Why? To turn a cliche, we get to the answer by following the money:
Globally, investment in renewable energy now outpaces fossil fuel electricity by 2 to 1 (that’s $ trillions), with more investment in solar than all other power sources combined (IEA). The renewables market has runaway growth and we’re awash with news of massive new solar parks, wind farms and undersea cables connecting the renewable have-nots with the haves (Singapore-Australia, UK-Morroco, for example).
Here’s the mood music:
Solar is now the cheapest electricity we’ve ever had (World Economic Forum).
Onshore wind is the 2nd cheapest - WEF.
Huge batteries are starting to transform power grids. The newest battery tech uses cheap-as-chips sodium. That’s salt to you and me. Combined with solar, now the 3rd cheapest, and with prices plummeting.

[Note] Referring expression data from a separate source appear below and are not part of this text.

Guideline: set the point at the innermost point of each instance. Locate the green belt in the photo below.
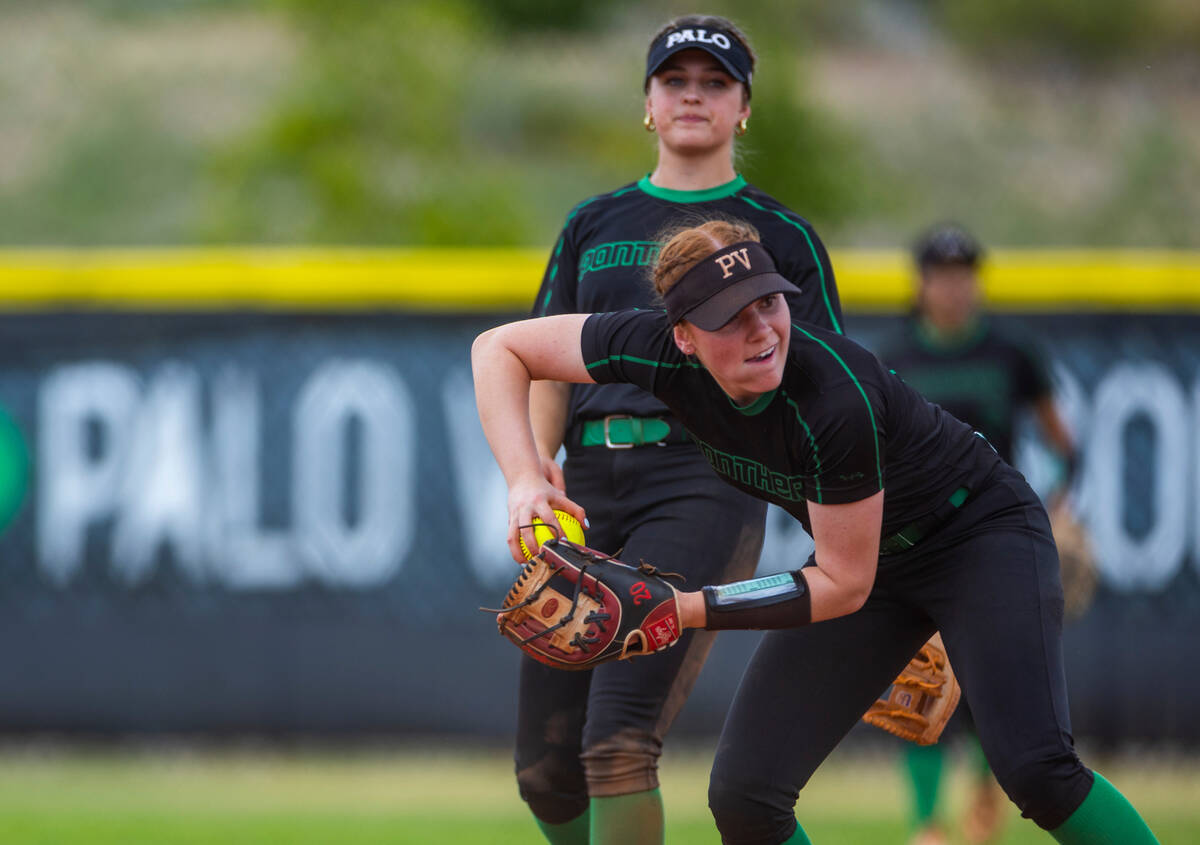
(624, 432)
(918, 529)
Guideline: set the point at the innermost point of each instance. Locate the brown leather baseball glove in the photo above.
(922, 700)
(1077, 562)
(574, 607)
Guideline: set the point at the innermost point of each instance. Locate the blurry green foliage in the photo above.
(413, 123)
(485, 121)
(1091, 30)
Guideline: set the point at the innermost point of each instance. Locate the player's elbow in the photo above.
(852, 587)
(484, 348)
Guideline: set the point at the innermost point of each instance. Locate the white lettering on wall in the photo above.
(79, 474)
(143, 460)
(370, 551)
(1149, 562)
(161, 497)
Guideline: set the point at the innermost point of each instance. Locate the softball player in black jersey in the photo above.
(917, 522)
(588, 744)
(951, 353)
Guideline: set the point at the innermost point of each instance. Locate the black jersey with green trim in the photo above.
(603, 257)
(983, 376)
(839, 429)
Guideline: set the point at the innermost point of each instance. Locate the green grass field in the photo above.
(450, 796)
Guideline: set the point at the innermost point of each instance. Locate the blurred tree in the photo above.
(412, 123)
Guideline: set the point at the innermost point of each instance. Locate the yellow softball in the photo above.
(571, 531)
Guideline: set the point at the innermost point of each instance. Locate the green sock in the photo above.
(574, 832)
(798, 838)
(628, 819)
(924, 765)
(1105, 817)
(981, 762)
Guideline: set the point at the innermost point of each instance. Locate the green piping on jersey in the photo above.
(870, 411)
(816, 456)
(816, 259)
(672, 196)
(558, 251)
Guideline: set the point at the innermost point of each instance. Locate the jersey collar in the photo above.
(672, 196)
(755, 407)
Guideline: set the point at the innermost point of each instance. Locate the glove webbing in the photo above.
(595, 617)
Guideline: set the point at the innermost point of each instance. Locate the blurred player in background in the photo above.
(957, 358)
(588, 743)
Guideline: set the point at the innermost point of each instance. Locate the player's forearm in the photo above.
(502, 399)
(784, 600)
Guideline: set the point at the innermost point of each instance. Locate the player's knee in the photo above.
(555, 789)
(749, 814)
(623, 763)
(1048, 787)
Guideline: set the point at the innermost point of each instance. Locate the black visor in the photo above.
(717, 42)
(713, 292)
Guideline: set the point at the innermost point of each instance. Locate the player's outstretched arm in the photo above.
(504, 361)
(847, 549)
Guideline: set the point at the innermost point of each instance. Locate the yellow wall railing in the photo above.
(507, 279)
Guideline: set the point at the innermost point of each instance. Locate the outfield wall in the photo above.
(247, 491)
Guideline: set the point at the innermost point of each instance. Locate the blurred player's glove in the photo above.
(1077, 563)
(573, 607)
(921, 701)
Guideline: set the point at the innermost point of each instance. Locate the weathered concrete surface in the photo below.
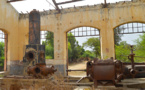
(104, 19)
(18, 83)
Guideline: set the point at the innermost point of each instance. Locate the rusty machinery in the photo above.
(34, 58)
(106, 72)
(110, 72)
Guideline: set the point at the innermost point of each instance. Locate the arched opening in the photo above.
(130, 34)
(3, 50)
(47, 39)
(83, 44)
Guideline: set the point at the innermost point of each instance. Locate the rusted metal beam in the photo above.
(56, 5)
(9, 1)
(68, 2)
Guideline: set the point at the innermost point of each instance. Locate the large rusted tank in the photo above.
(40, 70)
(101, 71)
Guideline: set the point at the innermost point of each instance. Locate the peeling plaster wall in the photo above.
(9, 24)
(104, 19)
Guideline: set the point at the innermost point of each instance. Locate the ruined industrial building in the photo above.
(27, 67)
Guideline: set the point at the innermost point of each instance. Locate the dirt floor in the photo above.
(81, 65)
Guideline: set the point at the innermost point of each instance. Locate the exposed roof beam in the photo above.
(57, 8)
(13, 1)
(68, 2)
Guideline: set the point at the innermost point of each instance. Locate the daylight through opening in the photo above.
(83, 44)
(47, 39)
(3, 50)
(130, 34)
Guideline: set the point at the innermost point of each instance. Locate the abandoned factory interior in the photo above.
(72, 45)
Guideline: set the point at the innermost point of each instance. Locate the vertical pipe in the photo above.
(34, 27)
(6, 44)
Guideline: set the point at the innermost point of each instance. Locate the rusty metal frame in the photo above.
(4, 36)
(84, 31)
(130, 28)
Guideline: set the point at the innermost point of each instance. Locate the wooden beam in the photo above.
(57, 8)
(9, 1)
(68, 2)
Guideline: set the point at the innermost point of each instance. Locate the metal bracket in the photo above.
(9, 1)
(56, 4)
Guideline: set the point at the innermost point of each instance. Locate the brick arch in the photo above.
(128, 22)
(71, 28)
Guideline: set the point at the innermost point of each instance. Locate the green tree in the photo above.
(2, 54)
(75, 51)
(94, 44)
(140, 49)
(117, 35)
(88, 54)
(49, 45)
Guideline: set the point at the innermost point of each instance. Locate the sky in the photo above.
(28, 5)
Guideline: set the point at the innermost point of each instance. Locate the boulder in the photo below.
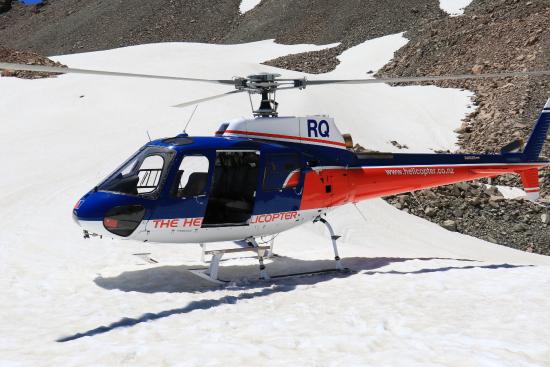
(5, 5)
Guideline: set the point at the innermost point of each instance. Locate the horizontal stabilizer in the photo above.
(534, 145)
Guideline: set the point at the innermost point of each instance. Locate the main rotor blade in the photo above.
(62, 70)
(430, 78)
(196, 101)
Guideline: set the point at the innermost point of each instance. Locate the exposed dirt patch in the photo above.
(26, 57)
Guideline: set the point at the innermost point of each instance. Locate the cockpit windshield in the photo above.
(143, 174)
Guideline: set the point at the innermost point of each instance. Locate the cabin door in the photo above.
(233, 190)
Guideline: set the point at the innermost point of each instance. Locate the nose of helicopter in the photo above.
(108, 214)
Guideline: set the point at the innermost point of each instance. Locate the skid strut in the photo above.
(212, 272)
(261, 253)
(334, 237)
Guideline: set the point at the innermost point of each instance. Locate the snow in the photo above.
(421, 295)
(247, 5)
(511, 192)
(454, 7)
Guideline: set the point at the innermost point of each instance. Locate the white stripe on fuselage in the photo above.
(183, 230)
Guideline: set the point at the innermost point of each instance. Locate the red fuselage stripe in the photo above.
(333, 186)
(281, 136)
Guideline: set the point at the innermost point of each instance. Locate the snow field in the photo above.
(420, 295)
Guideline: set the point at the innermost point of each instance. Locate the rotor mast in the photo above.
(266, 84)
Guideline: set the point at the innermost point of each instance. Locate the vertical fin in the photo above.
(535, 143)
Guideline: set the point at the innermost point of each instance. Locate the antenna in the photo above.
(190, 117)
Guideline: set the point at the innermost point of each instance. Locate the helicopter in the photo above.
(264, 175)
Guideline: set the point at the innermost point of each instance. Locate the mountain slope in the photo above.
(69, 26)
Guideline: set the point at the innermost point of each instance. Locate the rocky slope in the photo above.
(492, 36)
(26, 57)
(69, 26)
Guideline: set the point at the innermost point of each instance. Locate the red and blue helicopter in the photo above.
(261, 176)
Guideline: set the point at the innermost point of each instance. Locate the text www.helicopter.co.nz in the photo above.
(419, 171)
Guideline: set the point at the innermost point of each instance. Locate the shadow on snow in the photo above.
(174, 279)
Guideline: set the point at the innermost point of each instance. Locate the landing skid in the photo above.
(211, 274)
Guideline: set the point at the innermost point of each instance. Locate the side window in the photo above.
(149, 174)
(280, 171)
(192, 176)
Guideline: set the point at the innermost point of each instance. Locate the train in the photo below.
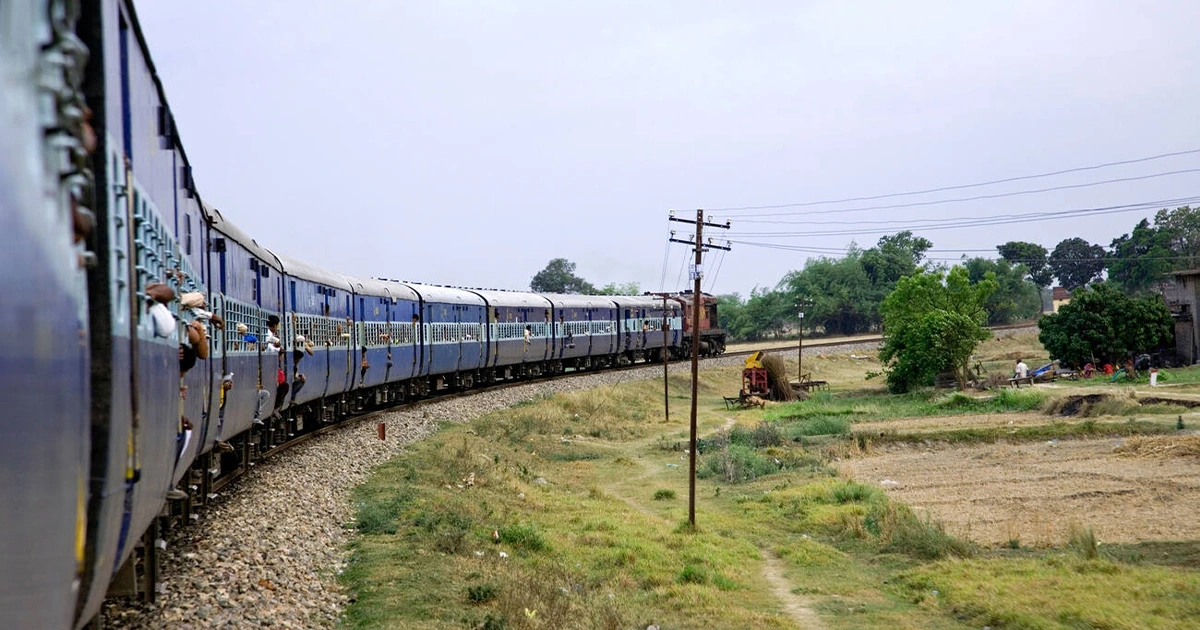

99% of America’s remaining coal plants cost more to keep running than to replace with wind and solar - Forbes.
Houston, we have lift-off. Oil-soaked Texas now has more renewable energy than California.
“Economics can turn even the biggest climate change sceptic into a clean energy evangelist. This is exactly what has happened in Texas.” Financial Times.
China is winning the race to build cheap solar. Last year it installed more solar than the entire existing solar capacity of the USA.
China is winning the race to roll out cheap Sodium (salt) grid-scale batteries.
China is winning the race to build cheap EVs.
The fossil fuel fug hanging over global markets is clearing and the future is in plain sight.
“Between now and 2030, the world is on course to add more than 5,500 gigawatts of renewable power capacity – roughly equal the current power capacity of China, the European Union, India and the United States combined. By 2030, we expect renewables to be meeting half of global electricity demand.” IEA. That’s makes Burn, Baby, Burn a very hard sell.
Trump's vision is chasing a market that’s circling the plug-hole, slowly for now - but accelerating as it loses ground to cheaper, more profitable renewables.
The end game is predictable and the country that dominates renewable energy wins the glittering prizes.
This is Trump’s great gift to China.